Übergabe des mit 10.000 Euro dotierten traditionsreichen Literaturpreises der Industrie durch IV-GS Beyrer Wien (OTS) - Der Generalsekretär der Industriellenvereinigung, Mag. Markus Beyrer, überreichte gestern, Mittwoch, im Haus der Industrie den Anton Wildgans-Preis an den österreichischen Autor Hans Raimund. In seiner Begrüßung bezeichnete Beyrer den traditionsreichen Literaturpreis als deutliches Zeichen für die österreichische Gegenwartsliteratur und wichtigen Teil der gesellschaftspolitischen und kulturellen Verantwortung, die die heimische Industrie in diesem Land trägt.

Jurymitglied Dr. Marianne Gruber, Präsidentin der Österreichischen Gesellschaft für Literatur, zeichnete von Wildganspreisträger Raimund in ihrer Laudatio folgendes Bild: "Wäre es möglich, das Bild eines Menschen nachzuzeichnen, das ihn tatsächlich zeigte, sähe man Hans Raimund Klavier spielend, hörte ihn spielen und spürte, wie die Musik in die Sprache glitte, mit Rhythmus als Sinnträger, mit Tempowechseln und Pausen, den unaufgelösten Septakkorden der Sehnsucht, die seine Sprache prägen".

Die unabhängige Jury setzt sich aus der Präsidentin der Österreichischen Gesellschaft für Literatur, Dr. Marianne Gruber, dem Leiter des Brenner-Archivs an der Universität Innsbruck, Univ-Prof. Dr. Johann Holzner und dem Autor und Essayisten DDDr. Peter Marginter als Vorsitzenden zusammen. Der Preis ist mit 10.000 Euro dotiert und wurde im Jahr 1962 das erste Mal vergeben. Die Auszeichnung wird jährlich an einen österreichischen Schriftsteller oder eine Schriftstellerin der jüngeren oder mittleren Generation, "dessen Schaffen die abschließende Krönung noch erwarten lässt", verliehen. Der Anton-Wildganspreis wurde bisher u.a. an Thomas Bernhard, Ilse Aichinger, Ingeborg Bachmann, Ernst Jandl, Christoph Ransmayr, Brigitte Hamann, Michael Köhlmeier und Peter Rosei verliehen.
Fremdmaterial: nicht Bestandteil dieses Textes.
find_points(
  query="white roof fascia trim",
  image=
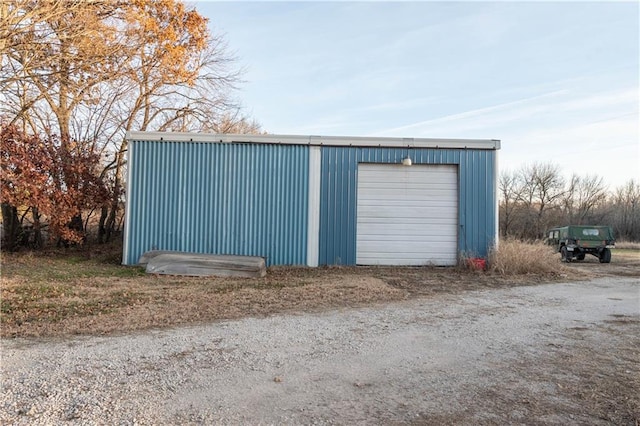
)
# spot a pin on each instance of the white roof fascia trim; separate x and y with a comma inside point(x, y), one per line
point(363, 141)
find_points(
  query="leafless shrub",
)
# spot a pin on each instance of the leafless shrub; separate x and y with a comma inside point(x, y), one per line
point(514, 257)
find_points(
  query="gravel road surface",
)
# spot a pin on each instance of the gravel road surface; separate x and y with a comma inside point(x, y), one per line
point(521, 355)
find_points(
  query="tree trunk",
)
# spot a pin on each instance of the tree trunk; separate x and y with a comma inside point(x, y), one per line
point(11, 226)
point(102, 231)
point(37, 229)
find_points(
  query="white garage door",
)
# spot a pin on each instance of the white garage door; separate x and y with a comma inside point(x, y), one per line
point(407, 215)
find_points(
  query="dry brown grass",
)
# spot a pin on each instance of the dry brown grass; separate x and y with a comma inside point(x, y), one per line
point(628, 245)
point(514, 257)
point(79, 292)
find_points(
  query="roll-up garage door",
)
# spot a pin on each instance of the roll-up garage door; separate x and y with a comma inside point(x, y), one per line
point(407, 215)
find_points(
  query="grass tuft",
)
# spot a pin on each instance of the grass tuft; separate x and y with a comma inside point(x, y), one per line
point(628, 245)
point(514, 257)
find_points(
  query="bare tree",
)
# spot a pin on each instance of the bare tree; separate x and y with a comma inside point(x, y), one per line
point(510, 193)
point(91, 70)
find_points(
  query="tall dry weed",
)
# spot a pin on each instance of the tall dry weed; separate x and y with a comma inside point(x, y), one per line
point(514, 257)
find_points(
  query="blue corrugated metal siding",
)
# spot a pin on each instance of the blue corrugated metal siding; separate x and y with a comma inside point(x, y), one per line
point(338, 196)
point(245, 199)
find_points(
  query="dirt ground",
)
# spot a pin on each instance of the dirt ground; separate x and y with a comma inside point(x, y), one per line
point(46, 296)
point(550, 354)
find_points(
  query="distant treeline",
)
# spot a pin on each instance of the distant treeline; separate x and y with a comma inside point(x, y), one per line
point(537, 197)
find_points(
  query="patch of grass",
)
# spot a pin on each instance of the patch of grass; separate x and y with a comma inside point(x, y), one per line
point(628, 245)
point(44, 268)
point(514, 257)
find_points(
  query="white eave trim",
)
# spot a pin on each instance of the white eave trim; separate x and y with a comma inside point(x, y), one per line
point(363, 141)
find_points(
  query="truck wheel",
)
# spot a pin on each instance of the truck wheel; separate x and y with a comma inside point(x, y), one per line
point(605, 256)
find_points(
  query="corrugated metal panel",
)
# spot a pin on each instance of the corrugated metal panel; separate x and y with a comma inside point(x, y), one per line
point(477, 195)
point(244, 199)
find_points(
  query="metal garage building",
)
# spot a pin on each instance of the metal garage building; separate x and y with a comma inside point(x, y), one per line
point(311, 200)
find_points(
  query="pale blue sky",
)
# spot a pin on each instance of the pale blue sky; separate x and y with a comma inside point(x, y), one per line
point(554, 81)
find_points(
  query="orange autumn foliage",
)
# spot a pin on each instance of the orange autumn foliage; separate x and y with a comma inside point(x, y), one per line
point(59, 179)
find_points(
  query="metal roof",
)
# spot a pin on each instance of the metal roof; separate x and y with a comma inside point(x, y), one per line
point(364, 141)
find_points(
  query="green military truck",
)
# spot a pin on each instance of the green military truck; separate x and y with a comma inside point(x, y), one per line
point(576, 241)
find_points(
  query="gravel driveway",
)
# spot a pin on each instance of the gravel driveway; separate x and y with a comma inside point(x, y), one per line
point(549, 354)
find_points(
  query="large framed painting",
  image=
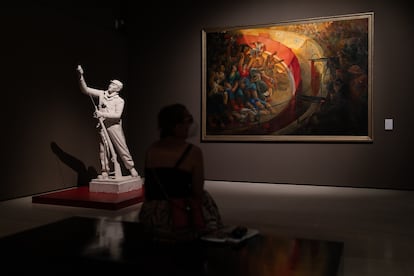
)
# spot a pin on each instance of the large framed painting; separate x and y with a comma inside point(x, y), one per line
point(303, 80)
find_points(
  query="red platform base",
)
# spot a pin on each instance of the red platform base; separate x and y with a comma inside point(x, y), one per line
point(82, 197)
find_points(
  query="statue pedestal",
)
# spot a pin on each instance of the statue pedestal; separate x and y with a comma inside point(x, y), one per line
point(115, 185)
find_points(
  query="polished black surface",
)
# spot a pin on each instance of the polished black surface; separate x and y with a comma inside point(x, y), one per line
point(77, 244)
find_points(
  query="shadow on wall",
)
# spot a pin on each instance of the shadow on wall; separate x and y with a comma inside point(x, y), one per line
point(85, 175)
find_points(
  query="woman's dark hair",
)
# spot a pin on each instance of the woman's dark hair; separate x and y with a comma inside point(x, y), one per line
point(169, 116)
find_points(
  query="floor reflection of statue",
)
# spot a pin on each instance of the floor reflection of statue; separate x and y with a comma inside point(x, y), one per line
point(108, 112)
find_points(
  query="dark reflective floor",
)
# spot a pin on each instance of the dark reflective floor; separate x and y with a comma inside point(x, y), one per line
point(374, 226)
point(104, 245)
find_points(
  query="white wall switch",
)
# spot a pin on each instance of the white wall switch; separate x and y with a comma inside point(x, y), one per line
point(389, 124)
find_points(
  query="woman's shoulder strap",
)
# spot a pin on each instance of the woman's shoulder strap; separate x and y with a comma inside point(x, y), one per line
point(183, 155)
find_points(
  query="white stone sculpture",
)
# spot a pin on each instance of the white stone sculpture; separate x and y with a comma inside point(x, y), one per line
point(113, 143)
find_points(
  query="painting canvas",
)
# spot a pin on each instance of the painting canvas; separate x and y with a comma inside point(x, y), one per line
point(303, 80)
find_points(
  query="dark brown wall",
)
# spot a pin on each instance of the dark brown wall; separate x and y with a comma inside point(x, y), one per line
point(174, 54)
point(158, 55)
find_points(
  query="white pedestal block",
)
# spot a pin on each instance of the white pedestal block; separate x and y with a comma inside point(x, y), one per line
point(112, 185)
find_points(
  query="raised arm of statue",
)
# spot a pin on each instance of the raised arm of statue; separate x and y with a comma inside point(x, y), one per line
point(84, 87)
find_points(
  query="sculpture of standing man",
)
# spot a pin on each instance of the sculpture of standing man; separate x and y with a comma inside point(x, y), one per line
point(109, 112)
Der 1945 in Petzelsdorf bei Purgstall (NÖ) geborene Hans Raimund lebt in Wien und im Burgenland. Nach dem Studium der Musik, Anglistik und Geschichte folgte eine Anstellung als Gymnasiallehrer. Von 1984 bis 1997 war er als freier Autor und Übersetzer in Duino / Trieste tätig. Sein Werk umfasst Lyrik und Kurzprosa, sowie Übersetzungen u.a. von Gesualdo Bufalino. Zuletzt veröffentlichte er: "Du kleidest mich in Licht" (1994); "Strophen einer Ehe" (1995); "Porträt mit Hut" (1998); "Das Raue in mir. Aufsätze zur Literatur" (2001). Raimund ist unter anderem Preisträger des Georg-Trakl-Preises für Lyrik und des Würdigungspreises des Landes NÖ für Literatur.